No sampling when transforming random variables with theano using dot product

I am putting together a network latent space model, but can’t get it to sample in pymc3. I’m afraid I’m missing something obvious to do either with using theano transformations or shape parameters, but can’t figure out which. Here is the simplest version of the model that replicates the problem.

N = 30
K = 3
# Make Data
z = TT._shared(np.random.normal(5,1,[N,K]))
xp = TT.dot(z,TT.transpose(z))
lam = xp_.eval()
x_train = np.random.exponential(lam)

#Model
with pm.Model() as simple_model:
    z = pm.Normal('z',mu=0,sd=100,shape=(N,K))
    x = pm.Exponential('x',lam=TT.dot(z,TT.transpose(z)),
                  observed=x_train)

I want to estimate the latent spaces z. No matter what, I always get a matrix of zeros. When I do the transformation with numpy instead of theano, (np.dot(z,np.transpose(z)) I get a dimension mismatch error instead. Thanks in advance for your help.
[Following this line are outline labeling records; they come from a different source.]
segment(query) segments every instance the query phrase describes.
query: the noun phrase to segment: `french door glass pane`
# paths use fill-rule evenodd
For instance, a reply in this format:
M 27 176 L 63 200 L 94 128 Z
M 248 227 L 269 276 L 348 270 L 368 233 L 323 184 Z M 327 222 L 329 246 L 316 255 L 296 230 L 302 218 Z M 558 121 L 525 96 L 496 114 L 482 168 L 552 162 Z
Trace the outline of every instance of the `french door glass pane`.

Note: it’s also possible that I’ve simplified my toy model too much, but the same issue happens when I use the model from this example. http://edwardlib.org/tutorials/latent-space-models

Edit: After more playing, it appears to be adding the dot product that breaks the model, not the shape or transpose. Same result using pm.math.dot.
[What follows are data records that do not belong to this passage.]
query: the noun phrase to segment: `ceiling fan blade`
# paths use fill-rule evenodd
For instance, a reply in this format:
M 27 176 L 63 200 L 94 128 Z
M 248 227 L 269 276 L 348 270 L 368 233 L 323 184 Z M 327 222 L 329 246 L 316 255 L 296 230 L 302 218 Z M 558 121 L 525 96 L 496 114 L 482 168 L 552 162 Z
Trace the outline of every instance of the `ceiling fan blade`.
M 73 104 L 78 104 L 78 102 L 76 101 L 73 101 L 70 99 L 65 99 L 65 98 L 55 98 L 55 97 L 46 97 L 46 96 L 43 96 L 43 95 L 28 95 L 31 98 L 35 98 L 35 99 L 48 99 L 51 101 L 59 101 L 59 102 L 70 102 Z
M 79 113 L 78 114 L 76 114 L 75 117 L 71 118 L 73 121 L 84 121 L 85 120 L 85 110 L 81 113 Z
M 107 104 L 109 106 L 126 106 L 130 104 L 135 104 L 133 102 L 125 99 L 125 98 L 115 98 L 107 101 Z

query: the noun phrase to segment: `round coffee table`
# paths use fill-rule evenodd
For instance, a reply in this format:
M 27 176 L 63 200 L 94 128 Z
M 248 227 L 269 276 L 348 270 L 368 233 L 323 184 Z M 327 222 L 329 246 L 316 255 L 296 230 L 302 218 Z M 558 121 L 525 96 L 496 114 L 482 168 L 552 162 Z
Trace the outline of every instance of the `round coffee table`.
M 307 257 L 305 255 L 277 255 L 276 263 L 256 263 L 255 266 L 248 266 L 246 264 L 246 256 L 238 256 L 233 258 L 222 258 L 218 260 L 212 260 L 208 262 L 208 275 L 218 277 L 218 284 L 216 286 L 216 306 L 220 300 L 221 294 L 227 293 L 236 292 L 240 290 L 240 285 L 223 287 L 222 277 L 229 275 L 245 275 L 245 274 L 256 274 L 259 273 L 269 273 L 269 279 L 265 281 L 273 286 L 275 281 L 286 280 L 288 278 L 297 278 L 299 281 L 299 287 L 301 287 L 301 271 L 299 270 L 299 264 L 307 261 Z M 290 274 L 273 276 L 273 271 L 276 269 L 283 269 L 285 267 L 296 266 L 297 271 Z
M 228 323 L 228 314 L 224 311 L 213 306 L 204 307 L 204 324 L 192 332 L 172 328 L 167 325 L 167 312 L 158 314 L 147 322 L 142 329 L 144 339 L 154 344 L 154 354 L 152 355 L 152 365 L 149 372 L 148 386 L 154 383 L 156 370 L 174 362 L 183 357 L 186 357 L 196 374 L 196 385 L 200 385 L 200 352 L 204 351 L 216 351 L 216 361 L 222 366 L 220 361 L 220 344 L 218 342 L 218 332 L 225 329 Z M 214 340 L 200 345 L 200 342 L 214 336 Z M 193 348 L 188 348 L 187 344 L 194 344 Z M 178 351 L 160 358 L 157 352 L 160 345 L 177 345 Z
I think there is a couple of problems here:

  1. the RV z's default values are 0s, which gives an invalid parameter lam to the Exponential.
  2. the model is over specify, with more parameters than observations
  3. the model is unidentifiable with the dot product (-2*-2 is the same as 2*2)

Maybe a better prior would helps, something like:

with pm.Model() as simple_model:
    z = pm.HalfNormal('z', sd=1, shape=(N, K), testval=np.random.rand(N, K))
    x = pm.Exponential('x', lam=tt.dot(z, tt.transpose(z)),
                       observed=x_train)
    trace = pm.sample(init='adapt_diag')
1 Like

Yeah those are all valid things wrong with the model as posted, but that’s because I tried take it down to something that was two lines line and still failed in the same way. The linked valid latent space model also fails in the same way, you can replace the Exponential with a Normal in both creating the data and the model and it fails in the same way, and you can have all the same problems as this one but have the outcome not be the result of a dot product and it will at least sample. It’s not that the above gives the wrong thing, it’s that it makes no guesses at all for z.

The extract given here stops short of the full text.